Can something executed in parallel be slower than a sequential version (with a slight change in code logic)?

Hi,

I have a more subjective question that came about during my work on one of the puzzles. Where I was able to make a problem execute in parallel instead of sequential without any 'known' overhead I take on after my conversion of the block of code. It takes around 3 minutes to do the exact same thing in parallel against a 1 minute execution time in the sequential version. I would love to be more specific about the problem but that would go against the requirements of this assignment. Again can something done in parallel which is pretty much what is done in the sequential version be slower?

Platform: Mac OS X (using the CPU right now)

other tidbits to the problem: user time is 1m38 seconds and real time is 24.083 seconds. (for the parallel version) with a 12 second real time and 10 second user time in the sequential version.

Yes, it can definitely be slower.
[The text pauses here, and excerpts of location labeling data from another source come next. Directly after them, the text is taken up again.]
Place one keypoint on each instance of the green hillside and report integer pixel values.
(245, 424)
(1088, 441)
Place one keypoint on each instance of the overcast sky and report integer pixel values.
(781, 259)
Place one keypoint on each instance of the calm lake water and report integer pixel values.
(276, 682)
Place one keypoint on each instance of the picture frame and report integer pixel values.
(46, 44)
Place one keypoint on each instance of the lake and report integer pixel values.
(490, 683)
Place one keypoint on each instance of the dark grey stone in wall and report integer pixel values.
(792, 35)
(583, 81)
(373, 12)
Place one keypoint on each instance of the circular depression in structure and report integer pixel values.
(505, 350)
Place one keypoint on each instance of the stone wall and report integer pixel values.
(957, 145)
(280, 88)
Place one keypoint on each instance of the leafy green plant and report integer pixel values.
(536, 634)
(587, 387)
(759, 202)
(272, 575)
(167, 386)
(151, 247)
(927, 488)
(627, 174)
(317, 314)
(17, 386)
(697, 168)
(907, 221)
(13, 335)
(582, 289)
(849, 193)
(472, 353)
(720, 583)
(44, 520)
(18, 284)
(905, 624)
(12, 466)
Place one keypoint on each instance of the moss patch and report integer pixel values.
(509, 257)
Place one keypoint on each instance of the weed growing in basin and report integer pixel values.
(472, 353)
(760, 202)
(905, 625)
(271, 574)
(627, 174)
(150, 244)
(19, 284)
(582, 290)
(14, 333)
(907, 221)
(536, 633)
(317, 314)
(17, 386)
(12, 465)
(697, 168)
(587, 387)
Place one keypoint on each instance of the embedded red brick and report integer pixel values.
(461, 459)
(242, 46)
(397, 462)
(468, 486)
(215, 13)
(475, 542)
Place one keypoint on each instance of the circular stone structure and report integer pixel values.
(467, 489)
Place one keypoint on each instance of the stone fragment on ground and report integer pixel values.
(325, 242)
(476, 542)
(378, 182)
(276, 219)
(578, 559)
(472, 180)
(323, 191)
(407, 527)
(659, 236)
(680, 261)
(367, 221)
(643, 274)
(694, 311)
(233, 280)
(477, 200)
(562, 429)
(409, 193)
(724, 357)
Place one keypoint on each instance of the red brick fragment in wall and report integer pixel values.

Some common causes are:

Not enough work happening in each task (i.e. agglomeration too low), due to under-estimating the compute intensity at each point.
Some kind of hidden communication or contention at the hardware level, usually due to some kind of hidden sharing or at the hardware level. For example an atomic variable, or an array where different tasks are writing to different but adjacent memory locations (fighting over cache lines).
Some kind of hidden synchronisation due to a function call that contains some kind of lock. Library functions like printf, malloc, new, and so-on often contain mutual exclusion to serialise access.
(Less common) Converting a piece of code from inline code to a lambda or kernel can remove an optimisation opportunity that the compiler was able to see when it was inline. This is usually related to poor agglomeration, though it can sometimes be related to calculations that should be hoisted outside of loops.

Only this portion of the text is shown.